Q: Does melasma ever go away on its own?

Melasma can fade during periods of lower hormonal activity or reduced UV exposure, such as post-pregnancy or during winter months. However, it rarely resolves fully without professional intervention, particularly in clients with a long history of the condition or a persistent hormonal trigger. Even after successful treatment, it can return with UV exposure or hormonal changes if sun protection is not maintained.

Q: Is melasma the same as the mask of pregnancy?

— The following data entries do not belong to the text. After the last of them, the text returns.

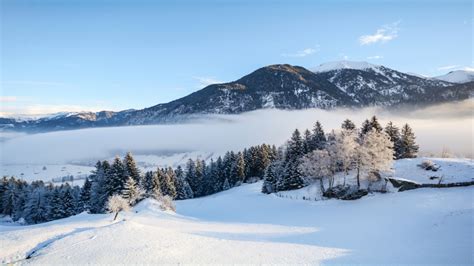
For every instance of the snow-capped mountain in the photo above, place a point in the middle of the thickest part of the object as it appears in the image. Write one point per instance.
(336, 84)
(458, 76)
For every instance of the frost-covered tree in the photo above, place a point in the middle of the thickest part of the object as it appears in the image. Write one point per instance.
(408, 146)
(317, 166)
(394, 133)
(376, 154)
(85, 197)
(130, 191)
(183, 190)
(116, 204)
(131, 168)
(36, 209)
(319, 137)
(348, 125)
(345, 149)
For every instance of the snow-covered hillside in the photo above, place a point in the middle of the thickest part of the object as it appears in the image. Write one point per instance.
(241, 225)
(458, 76)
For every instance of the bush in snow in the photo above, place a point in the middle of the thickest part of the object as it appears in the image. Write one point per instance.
(116, 203)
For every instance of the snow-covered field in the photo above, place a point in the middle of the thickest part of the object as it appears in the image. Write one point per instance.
(241, 225)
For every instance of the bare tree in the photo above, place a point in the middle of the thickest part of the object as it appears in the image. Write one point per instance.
(116, 203)
(317, 165)
(345, 149)
(375, 154)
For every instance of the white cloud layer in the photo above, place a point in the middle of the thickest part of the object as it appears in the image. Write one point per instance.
(384, 34)
(302, 53)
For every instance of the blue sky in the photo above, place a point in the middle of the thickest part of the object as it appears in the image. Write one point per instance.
(94, 55)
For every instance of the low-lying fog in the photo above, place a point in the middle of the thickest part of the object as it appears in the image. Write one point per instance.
(447, 125)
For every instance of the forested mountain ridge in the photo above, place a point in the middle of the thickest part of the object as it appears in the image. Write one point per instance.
(275, 86)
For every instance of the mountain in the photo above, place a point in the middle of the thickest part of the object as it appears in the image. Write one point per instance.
(331, 85)
(458, 76)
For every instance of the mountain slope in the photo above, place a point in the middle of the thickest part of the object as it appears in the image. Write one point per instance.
(458, 76)
(339, 84)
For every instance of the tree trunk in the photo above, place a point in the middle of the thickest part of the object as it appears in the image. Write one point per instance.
(358, 177)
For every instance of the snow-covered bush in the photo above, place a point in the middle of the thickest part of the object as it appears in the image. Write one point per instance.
(167, 203)
(116, 203)
(428, 165)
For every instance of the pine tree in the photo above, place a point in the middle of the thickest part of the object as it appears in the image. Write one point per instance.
(56, 210)
(408, 146)
(394, 133)
(319, 137)
(240, 167)
(307, 141)
(348, 125)
(68, 202)
(116, 178)
(131, 168)
(374, 124)
(226, 185)
(130, 191)
(36, 209)
(85, 196)
(183, 190)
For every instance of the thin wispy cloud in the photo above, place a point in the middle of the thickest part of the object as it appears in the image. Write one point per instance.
(382, 35)
(41, 109)
(302, 53)
(206, 81)
(33, 83)
(8, 99)
(375, 57)
(450, 67)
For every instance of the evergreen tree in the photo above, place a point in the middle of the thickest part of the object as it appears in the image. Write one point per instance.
(183, 190)
(292, 177)
(85, 197)
(36, 209)
(116, 178)
(240, 167)
(366, 127)
(131, 168)
(348, 125)
(226, 185)
(319, 137)
(56, 210)
(68, 203)
(394, 133)
(374, 124)
(307, 141)
(408, 146)
(191, 176)
(130, 191)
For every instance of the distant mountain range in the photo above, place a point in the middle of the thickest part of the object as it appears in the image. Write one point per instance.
(331, 85)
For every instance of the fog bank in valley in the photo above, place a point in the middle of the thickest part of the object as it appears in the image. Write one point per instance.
(447, 125)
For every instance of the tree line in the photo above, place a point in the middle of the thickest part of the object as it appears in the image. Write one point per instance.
(317, 155)
(313, 154)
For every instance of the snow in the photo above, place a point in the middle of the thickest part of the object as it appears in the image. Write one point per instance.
(452, 170)
(241, 225)
(345, 64)
(458, 76)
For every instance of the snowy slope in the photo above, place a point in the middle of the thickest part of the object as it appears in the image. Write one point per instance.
(345, 64)
(458, 76)
(241, 225)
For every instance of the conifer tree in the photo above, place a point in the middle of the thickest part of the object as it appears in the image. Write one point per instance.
(348, 125)
(130, 191)
(131, 168)
(394, 133)
(319, 137)
(408, 146)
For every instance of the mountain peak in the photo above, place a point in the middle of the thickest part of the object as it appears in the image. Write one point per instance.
(345, 64)
(458, 76)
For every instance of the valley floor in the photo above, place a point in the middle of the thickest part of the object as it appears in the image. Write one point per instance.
(241, 225)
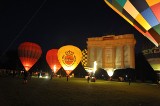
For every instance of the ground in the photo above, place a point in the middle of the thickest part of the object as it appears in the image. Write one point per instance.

Yes. The mask of pregnancy, clinically known as chloasma, is the term for melasma that appears during pregnancy. It is the same condition, driven by the elevated oestrogen and progesterone levels of pregnancy sensitising melanocytes to UV stimulus. It may fade after delivery as hormonal levels normalise, but it can persist and often requires professional management to resolve fully.

Q: How important is SPF for managing melasma?

Daily broad-spectrum SPF use is the single most important step in managing melasma, both during a professional treatment course and long-term. UV exposure continuously stimulates the hormonally primed melanocytes responsible for melasma, and without rigorous sun protection, no resurfacing treatment can produce sustainable improvement. SPF should be applied every morning and reapplied when outdoors, regardless of season.